「先生、『〜たいです』と『〜てみます』は何が違いますか?」
こう聞かれたらあなたならどうやって答えますか。一見するとどちらも「やりたい気持ち」に関係しているので、学習者からすると混乱しやすいポイントです。しかも日本語ネイティブは感覚で使っているため、いざ説明しようとすると意外と難しい。

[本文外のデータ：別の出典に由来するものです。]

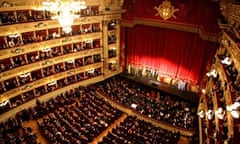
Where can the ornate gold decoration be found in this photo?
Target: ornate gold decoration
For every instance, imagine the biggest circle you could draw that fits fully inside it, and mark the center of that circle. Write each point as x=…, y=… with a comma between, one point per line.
x=166, y=10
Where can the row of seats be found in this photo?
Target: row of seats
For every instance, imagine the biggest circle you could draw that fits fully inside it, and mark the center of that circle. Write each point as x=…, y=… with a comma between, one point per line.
x=79, y=122
x=135, y=131
x=47, y=71
x=150, y=102
x=12, y=131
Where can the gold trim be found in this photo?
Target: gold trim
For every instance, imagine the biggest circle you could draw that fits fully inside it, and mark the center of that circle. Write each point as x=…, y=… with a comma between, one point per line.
x=175, y=26
x=166, y=10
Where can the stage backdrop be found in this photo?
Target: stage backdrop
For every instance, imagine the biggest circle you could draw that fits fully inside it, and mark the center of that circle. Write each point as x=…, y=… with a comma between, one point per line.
x=173, y=53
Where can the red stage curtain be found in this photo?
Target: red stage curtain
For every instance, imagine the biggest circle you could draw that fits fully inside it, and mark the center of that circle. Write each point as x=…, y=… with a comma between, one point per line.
x=176, y=54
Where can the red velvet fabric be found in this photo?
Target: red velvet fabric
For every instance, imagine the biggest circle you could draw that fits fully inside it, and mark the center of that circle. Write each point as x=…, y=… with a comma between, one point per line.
x=175, y=54
x=203, y=14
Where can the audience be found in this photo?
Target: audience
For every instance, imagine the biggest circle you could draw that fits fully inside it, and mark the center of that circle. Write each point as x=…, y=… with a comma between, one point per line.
x=135, y=131
x=150, y=102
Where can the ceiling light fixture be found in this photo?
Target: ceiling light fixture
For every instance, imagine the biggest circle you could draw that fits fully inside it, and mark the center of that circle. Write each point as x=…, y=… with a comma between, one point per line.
x=65, y=11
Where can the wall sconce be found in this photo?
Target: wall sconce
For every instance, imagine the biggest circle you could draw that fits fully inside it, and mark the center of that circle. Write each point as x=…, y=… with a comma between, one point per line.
x=212, y=73
x=166, y=10
x=226, y=61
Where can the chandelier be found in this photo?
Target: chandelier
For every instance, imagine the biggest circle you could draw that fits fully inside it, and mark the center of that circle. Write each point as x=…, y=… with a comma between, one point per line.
x=65, y=11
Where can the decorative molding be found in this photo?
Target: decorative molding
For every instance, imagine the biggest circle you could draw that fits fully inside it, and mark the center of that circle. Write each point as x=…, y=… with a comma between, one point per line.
x=175, y=26
x=166, y=10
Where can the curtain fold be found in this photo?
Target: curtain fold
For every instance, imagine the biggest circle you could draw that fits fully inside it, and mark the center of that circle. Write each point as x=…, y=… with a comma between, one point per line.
x=172, y=53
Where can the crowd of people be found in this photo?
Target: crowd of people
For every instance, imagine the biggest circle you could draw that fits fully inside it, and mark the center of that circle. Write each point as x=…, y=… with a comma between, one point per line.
x=12, y=131
x=150, y=102
x=135, y=131
x=79, y=122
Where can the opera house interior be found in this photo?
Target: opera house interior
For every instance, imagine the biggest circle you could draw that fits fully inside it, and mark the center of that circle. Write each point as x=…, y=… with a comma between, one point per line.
x=119, y=71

今日はこの2つを、初級クラスでもそのまま使えるレベルで、シンプルに整理していきます。
まず結論:「気持ち」と「行動」の違い
この2つの違いは、たった一言で整理できます。
- 〜たいです=気持ち(願望)
- 〜てみます=行動(試す)
これだけです。
ただし、この一言だけだと学習者はまだピンと来ません。だから、ここから具体的にイメージを作っていきます。
「〜たいです」は心の中の声
「〜たいです」は、とてもシンプルな表現です。
「私はこれがしたいです」
つまり、自分の中の欲求や希望をそのまま言葉にしたものです。
例えば:
- 日本へ行きたいです。
- 寿司を食べたいです。
- この本を読みたいです。
どれもまだ実現していないことですが、「やりたい気持ち」が前に出ています。
ポイントはここです。
〜たいですは“気持ちの言語化”
行動しているかどうかではなく、「したいと思っているかどうか」が中心です。
そのため、かなりストレートな表現になります。
「〜てみます」は一歩踏み出す言葉
一方で「〜てみます」は少し違います。
これは、
「とりあえずやってみる」「試しに経験してみる」
という意味になります。
例えば:
- 日本へ行ってみます。
- この料理を食べてみます。
- その映画を見てみます。
ここで重要なのは、「結果が分からない」というニュアンスです。
やるけれど、成功するかどうか、好きになるかどうかはまだ分からない。
つまり、
〜てみますは“行動のスタート”
なのです。
同じ文で比べると一気に分かる
例えば「寿司」の場合で比べてみましょう。
- 寿司を食べたいです。
→ 食べたい気持ちがある(まだ食べていない) - 寿司を食べてみます。
→ とりあえず食べる(経験としてやる)
この違いはとても大きいです。
「〜たいです」は内側、「〜てみます」は外側の行動、と考えると分かりやすくなります。
なぜ「〜てみます」は日本語らしく聞こえるのか
ここが面白いポイントです。
実は「〜てみます」は、日本語らしい“控えめな表現”にもなります。
例えば:
- 日本へ行きます(断定)
- 日本へ行ってみます(試す感じ)
「〜てみます」を使うと、少し柔らかくなります。
これは、
- 結果を決めつけない
- 相手に押し付けない
- 余白を残す
という日本語の特徴が関係しています。
そのため、同じ行動でも「〜てみます」を使うと、少し優しい・控えめな印象になります。
学習者がよくする誤解
初級学習者はよくこう考えます。
「〜たいです」と「〜てみます」は同じじゃないの?
確かにどちらも“したい気持ち”に見えますが、実際は違います。
特に混乱しやすいのがここです:
- 日本へ行きたいです(願望)
- 日本へ行ってみます(実行)
この2つは全く別の段階です。
「〜たいです」はスタート前の気持ち、「〜てみます」は実際に動き出す段階です。
教室での説明はこれで十分
新人教師が授業で説明するなら、難しい言葉は不要です。
おすすめはこの3ステップです。
① 〜たいです=気持ち
② 〜てみます=やってみる
③ 〜てみますは少しやわらかい
そして、必ず質問練習を入れます。
- 何をしたいですか。
- 何をしてみますか。
この2つを繰り返すだけで、学習者の理解は一気に深まります。
まとめ
「〜たいです」と「〜てみます」の違いは、とてもシンプルです。
- 〜たいです=したい気持ち
- 〜てみます=試してやる行動
- 「〜てみます」は断定を避けるため、少し控えめで日本語らしい表現になる
重要なのは、文法説明ではなく「イメージ」です。
気持ちなのか、行動なのか。この軸さえ理解できれば、学習者は自然に使い分けられるようになります。
初級指導では、細かい理屈よりも「使える感覚」を育てることが一番のポイントです。